Enfin, certains droits ont été publiquement remis en cause. Ainsi, le droit de ne pas être discriminé en raison de son orientation sexuelle a été dénoncé comme ne faisant pas partie du corpus de référence découlant de la déclaration universelle des droits de l’Homme, en contradiction avec toute la jurisprudence sur ce sujet développée par les rapporteurs spéciaux et organes des traités, autant d’organes indépendants en matière de droits de l’Homme.

Face à ces risques, la FIDH tient à adresser aux Etats participant au groupe de travail de l’EPU des recommandations spécifiques :
1. pour éviter la politisation des débats, exercice délicat en ce que l’on demande à un Etat – par définition politique- de dresser une évaluation indépendante, chaque intervention sur un pays devrait comporter à la fois des remarques sur les avancées comme sur les défis. Cette approche est d’ailleurs celle retenue par les organes des traités lorsqu’ils évaluent la mise en oeuvre d’une convention dans un Etat membre.
Deuxièment, pour éviter de se substituer ou de remplacer l’évaluation des organes des traités et des rapporteurs spéciaux, chaque intervention devrait se baser sur les conclusions et les recommandations des experts existants, afin de demander quel suivi leur a été apporté.

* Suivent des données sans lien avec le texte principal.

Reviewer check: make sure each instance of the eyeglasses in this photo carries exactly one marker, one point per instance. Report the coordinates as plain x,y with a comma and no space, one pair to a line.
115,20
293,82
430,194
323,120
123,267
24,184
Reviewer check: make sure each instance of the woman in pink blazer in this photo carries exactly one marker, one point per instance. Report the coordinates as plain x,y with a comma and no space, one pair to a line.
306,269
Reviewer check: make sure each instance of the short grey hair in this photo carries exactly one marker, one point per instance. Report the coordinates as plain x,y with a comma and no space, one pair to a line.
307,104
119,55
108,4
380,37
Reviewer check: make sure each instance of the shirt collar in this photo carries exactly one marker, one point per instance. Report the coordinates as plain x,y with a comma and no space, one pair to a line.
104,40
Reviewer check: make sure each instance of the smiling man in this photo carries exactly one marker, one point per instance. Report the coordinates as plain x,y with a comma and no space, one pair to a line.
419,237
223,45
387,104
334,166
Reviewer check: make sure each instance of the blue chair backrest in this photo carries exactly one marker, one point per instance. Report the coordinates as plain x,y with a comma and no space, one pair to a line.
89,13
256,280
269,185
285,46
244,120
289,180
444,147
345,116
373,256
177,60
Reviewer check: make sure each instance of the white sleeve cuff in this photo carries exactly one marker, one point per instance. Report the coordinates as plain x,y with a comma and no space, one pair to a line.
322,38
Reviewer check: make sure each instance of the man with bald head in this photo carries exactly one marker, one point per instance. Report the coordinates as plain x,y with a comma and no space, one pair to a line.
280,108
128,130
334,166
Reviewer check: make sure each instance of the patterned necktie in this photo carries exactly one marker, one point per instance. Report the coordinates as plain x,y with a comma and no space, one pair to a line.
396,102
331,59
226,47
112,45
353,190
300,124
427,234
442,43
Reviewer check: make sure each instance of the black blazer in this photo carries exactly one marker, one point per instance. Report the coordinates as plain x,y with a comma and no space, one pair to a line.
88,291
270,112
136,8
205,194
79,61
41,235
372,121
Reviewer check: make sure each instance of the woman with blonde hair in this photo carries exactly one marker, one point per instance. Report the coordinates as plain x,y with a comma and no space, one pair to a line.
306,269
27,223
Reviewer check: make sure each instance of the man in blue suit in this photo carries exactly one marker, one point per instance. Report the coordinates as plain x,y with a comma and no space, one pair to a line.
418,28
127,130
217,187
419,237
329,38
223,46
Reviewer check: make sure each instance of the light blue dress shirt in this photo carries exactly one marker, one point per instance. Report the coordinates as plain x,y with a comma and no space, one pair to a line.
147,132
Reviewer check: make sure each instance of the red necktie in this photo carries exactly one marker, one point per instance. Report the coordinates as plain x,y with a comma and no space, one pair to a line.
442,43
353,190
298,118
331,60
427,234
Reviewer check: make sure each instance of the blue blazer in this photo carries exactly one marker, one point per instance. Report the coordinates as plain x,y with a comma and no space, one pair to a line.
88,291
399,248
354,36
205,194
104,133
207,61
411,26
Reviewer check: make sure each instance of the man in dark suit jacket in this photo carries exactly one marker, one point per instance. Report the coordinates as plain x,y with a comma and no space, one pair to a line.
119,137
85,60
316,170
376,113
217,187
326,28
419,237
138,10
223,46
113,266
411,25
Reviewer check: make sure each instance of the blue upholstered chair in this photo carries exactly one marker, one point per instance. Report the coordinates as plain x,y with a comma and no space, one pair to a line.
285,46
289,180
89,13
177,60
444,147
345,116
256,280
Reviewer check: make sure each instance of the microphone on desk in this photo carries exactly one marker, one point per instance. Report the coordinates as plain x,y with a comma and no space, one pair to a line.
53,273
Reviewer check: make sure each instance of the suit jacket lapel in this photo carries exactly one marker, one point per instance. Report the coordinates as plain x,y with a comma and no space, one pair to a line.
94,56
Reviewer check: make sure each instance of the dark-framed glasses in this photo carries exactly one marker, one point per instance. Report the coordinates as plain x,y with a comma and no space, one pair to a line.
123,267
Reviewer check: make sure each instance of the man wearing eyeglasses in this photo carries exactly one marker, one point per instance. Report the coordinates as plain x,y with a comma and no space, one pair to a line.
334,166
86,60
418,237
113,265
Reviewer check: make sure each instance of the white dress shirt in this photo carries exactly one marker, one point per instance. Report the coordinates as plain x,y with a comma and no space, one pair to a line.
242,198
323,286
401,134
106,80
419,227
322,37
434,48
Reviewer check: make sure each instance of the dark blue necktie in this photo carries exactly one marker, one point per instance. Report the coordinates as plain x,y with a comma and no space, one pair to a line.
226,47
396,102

En appuyant ainsi leurs conclusions, l’EPU serait alors pleinement orienté vers le renforcement des mécanismes existants.
Troisièment, afin de « dépolitiser » les évaluations, nous renouvelons notre appel que chaque délégation d’un état membre au Groupe de travail de l’EPU se dote d’un expert indépendant, pour procéder en leur nom à l’évaluation. Un fonds d’aide aux délégations pourrait être envisagé pour répondre aux besoins des délégations sous-équipées, dans la mesure et seulement si un expert indépendant était nommé.
Enfin, afin d’assister le groupe de travail dans les questions juridiques posées par certaines délégations sur les frontières des droits de l’Homme, nous proposons qu’un pool d’experts, composé de représentants des organes des traités et des rapporteurs spéciaux, soit désigné par leurs pairs, une manière de tirer vers le haut les discussions d’interprétation qui opposent certains Etats membres du Conseil.